La incapacidad redistributiva del sistema también deja en evidencia los límites de la política social del Gobierno. Aunque las transferencias públicas logran contener parcialmente la pobreza, España sigue muy por debajo de la media europea en eficacia redistributiva. Países como Francia, Bélgica o Alemania muestran una capacidad mucho mayor para reducir desigualdades mediante ayudas sociales, prestaciones y políticas fiscales. En cambio, el modelo español continúa mostrando enormes dificultades para corregir los desequilibrios generados por el mercado.
Esa debilidad redistributiva conecta directamente con otro debate incómodo para el Ejecutivo: la percepción de que el sistema fiscal sigue siendo insuficientemente progresivo. Mientras trabajadores asalariados soportan gran parte de la carga tributaria indirecta y el encarecimiento constante del coste de vida, las grandes fortunas y determinados sectores económicos mantienen amplios márgenes de protección patrimonial. La consecuencia es una sensación creciente de injusticia estructural. Todo ello sin contar con la situación de los autónomos.
Políticamente, esta situación destruye uno de los principales relatos de la izquierda gobernante: la idea de que España avanza hacia un modelo social más justo. Aunque el Gobierno ha impulsado medidas como la subida del salario mínimo o determinadas ayudas sociales, esas políticas no compensan el deterioro general de las condiciones de vida. El problema ya no es únicamente cuánto crece la economía, sino quién se beneficia realmente de ese crecimiento.
La fractura territorial agrava aún más el escenario. Mientras determinadas zonas urbanas vinculadas al turismo, las finanzas o los servicios tecnológicos concentran inversión y riqueza, muchas regiones continúan atrapadas en dinámicas de salarios bajos, empleo estacional y escasas oportunidades.
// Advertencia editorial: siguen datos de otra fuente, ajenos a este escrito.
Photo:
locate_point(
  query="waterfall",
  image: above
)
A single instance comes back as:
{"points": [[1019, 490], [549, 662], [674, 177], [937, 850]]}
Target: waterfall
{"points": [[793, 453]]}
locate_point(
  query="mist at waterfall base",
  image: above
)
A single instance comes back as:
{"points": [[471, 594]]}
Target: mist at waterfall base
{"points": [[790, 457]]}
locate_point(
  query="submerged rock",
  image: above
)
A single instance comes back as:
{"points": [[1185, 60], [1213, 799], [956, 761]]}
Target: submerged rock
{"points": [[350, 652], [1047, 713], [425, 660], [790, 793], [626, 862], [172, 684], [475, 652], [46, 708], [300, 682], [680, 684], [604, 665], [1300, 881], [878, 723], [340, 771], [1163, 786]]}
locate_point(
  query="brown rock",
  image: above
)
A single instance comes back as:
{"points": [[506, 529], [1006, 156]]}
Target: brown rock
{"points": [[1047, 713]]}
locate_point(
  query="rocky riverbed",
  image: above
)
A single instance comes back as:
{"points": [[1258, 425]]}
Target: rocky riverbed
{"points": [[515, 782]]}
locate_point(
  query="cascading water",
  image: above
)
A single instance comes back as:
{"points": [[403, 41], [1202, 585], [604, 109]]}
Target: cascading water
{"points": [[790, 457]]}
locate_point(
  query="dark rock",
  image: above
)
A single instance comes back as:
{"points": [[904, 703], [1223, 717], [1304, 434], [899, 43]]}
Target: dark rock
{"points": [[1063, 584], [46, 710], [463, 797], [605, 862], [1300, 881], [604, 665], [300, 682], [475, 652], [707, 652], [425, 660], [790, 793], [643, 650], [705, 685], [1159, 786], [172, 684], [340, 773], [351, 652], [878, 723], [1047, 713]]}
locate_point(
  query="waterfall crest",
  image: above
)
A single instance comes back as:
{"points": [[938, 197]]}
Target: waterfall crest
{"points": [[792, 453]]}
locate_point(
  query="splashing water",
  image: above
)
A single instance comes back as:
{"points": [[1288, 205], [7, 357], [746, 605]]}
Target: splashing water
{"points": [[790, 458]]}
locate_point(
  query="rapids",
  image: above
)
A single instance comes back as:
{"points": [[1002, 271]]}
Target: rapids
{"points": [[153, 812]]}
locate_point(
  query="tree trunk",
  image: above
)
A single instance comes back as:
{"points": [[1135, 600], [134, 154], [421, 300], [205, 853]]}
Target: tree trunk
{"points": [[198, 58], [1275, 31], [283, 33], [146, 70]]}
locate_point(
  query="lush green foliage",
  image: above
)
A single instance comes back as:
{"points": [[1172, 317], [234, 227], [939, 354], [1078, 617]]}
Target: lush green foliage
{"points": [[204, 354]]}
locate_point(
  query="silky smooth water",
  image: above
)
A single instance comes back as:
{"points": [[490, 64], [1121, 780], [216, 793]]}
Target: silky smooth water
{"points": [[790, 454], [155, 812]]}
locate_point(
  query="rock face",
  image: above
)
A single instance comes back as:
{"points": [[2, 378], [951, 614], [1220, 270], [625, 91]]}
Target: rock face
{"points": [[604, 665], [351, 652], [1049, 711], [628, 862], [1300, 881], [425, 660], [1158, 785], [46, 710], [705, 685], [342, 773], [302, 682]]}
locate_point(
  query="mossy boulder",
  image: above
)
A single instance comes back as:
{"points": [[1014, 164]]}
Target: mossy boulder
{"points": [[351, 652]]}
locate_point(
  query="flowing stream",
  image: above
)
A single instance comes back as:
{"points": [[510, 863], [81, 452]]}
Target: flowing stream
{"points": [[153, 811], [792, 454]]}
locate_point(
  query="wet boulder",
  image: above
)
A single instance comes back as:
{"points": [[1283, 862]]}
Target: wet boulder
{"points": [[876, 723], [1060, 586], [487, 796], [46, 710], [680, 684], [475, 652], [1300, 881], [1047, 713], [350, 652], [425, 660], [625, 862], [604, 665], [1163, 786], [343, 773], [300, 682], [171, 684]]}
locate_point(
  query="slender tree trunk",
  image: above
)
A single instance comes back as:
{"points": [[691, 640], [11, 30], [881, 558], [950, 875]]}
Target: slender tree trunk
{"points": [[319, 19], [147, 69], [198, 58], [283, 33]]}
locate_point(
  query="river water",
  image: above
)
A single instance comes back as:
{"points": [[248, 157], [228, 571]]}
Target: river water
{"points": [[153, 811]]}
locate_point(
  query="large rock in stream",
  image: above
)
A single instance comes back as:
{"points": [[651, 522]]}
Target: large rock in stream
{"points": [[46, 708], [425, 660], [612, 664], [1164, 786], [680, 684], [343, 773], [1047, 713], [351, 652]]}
La desigualdad no solo separa ricos y pobres; también divide territorios enteros dentro del propio país.
En el plano social, la consecuencia más peligrosa es el desgaste progresivo de la confianza colectiva. Cada vez más ciudadanos sienten que el sistema económico funciona para proteger intereses privilegiados mientras exige sacrificios constantes a quienes sostienen el consumo, el empleo y los servicios públicos. Esa percepción alimenta frustración, desapego político y una creciente desconfianza hacia las instituciones tradicionales.
La situación adquiere además una dimensión generacional especialmente delicada. Muchos jóvenes han crecido escuchando que estudiar, esforzarse y trabajar garantizaría estabilidad y progreso. Sin embargo, se encuentran con salarios insuficientes, alquileres prohibitivos y enormes dificultades para emanciparse o formar una familia. La promesa de movilidad social que sostuvo durante décadas el consenso democrático europeo comienza a resquebrajarse peligrosamente.
El problema para Pedro Sánchez es que las cifras de Eurostat destruyen la principal narrativa sobre la que ha intentado sostener su legitimidad económica. Porque un país donde un 25% de los ciudadanos está en riesgo de pobreza o exclusión social difícilmente puede presentarse como ejemplo de prosperidad compartida. Y porque cuando el crecimiento económico convive con desigualdad persistente, pobreza infantil récord y trabajadores incapaces de vivir dignamente, la sensación dominante termina siendo que el sistema sigue funcionando sobre todo para proteger a quienes ya están arriba.